Still I would be keen to see them blowing them. (Just imagine the sales potential of this library with plenty curiosities and details). Oh well, ..I might just hear Mick Jagger singing 'you cant always get what u want...'.


----------



## Michael Antrum (Jul 24, 2017)

PeterN said:


> Still I would be keen to see them blowing them.



There are some sites on the internet that cater to that......


----------



## X-Bassist (Jul 24, 2017)

PeterN said:


> Thanks Mikey.
> 
> (Should have done that, my bad)
> 
> Still I would be keen to see them blowing them. (Just imagine the sales potential of this library with plenty curiosities and details). Oh well, ..I might just hear Mick Jagger singing 'you cant always get what u want...'.



Actually would be nice to see the horn picture change on the interface as you switch the instruments. Would have made for a long background scroll, or doing it as an overlay slider that changes just the picture of the horn itself against the wall. Give us an instant idea of what instrument is being played before we hit a key.


----------



## PeterN (Jul 24, 2017)

Heres my - probably annoying - commentary on the marketing and idea workshop of this library. Its had more potential than a forgotten jazz band. Its real name: "The Dead Orchestra". Add to that fancy videos of digging up, recording and presenting those 19th C Euphoniums and old Soviet microphones, dammit.


----------



## dathyr1 (Jul 24, 2017)

I guess I missed the saie deadline, didn't see this post till today. Question on the Trombone sounds. Can you produce
slide effects with the Trombones. I used to play Trombone back in High School.
Demo and Walkthrough sound great.

Again just curious,
Dave


----------



## Polkasound (Jul 24, 2017)

I purchased this library last night, because I thought it would be nice to have a library of old instruments like this in my back pocket for when I need them. Without a doubt Blue St. Brass is a lot of fun to play, but as I suspected, the reasons why this is an inexpensive library become obvious.

The samples of some instruments are rather unwieldy in that the volume can really jump from one dynamic zone to another, and from one adjacent note to another. Creating a good track will require mindful playing and/or editing of velocities. Turning the velocity all the way down and using the mod wheel for dynamic seems to help tame those jumps, but you'll likely want to apply corrective MIDI CC editing to your tracks either way.

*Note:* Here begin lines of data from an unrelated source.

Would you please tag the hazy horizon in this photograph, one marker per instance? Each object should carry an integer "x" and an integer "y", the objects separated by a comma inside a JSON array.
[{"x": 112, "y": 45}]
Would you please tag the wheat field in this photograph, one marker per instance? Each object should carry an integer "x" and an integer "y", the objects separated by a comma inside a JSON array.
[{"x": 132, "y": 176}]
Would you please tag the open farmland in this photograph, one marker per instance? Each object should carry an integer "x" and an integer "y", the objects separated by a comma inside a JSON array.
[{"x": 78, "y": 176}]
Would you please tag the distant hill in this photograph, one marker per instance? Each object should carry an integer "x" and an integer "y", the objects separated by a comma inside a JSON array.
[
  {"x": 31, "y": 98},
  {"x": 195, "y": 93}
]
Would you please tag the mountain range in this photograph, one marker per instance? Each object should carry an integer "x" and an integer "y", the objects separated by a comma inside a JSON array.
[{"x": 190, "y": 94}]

As you play scales, you will notice with some instruments that the attacks of the samples lack continuity. One note can have a sharp attack, and then the note right next to it can have a mushy attack.

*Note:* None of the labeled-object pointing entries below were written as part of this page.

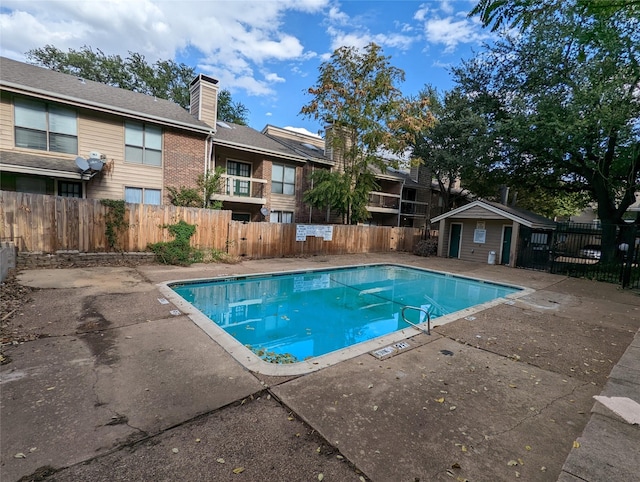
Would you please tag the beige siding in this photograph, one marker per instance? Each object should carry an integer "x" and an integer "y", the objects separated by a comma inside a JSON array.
[
  {"x": 209, "y": 104},
  {"x": 6, "y": 122},
  {"x": 105, "y": 134},
  {"x": 479, "y": 252}
]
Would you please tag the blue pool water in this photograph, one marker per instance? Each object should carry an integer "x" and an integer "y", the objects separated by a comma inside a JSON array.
[{"x": 308, "y": 314}]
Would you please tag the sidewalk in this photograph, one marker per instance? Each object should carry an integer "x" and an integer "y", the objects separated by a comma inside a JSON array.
[{"x": 121, "y": 389}]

Some of the instruments play with a synthy feeling, but that can be tamed a little by going into Kontakt edit mode and adjusting the ASDR (rounding out the curve of the attack seems to help) and then adjusting the legato parameters to taste.

Although Blue Street Brass certainly won't win any quality control awards or compete with more expensive libraries, it covers a gap in the market by providing the sounds of some really old instruments (and through really old mics.) Would I use Blue St. Brass on my next album? I wouldn't hesitate layering the instruments with other libraries for ensemble parts, but for exposed parts, probably not -- at least not until I can get under the hood and tweak the samples for continuity. (But that will have to wait, as 8Dio's Adagietto is first on my list of VIs to fix up.)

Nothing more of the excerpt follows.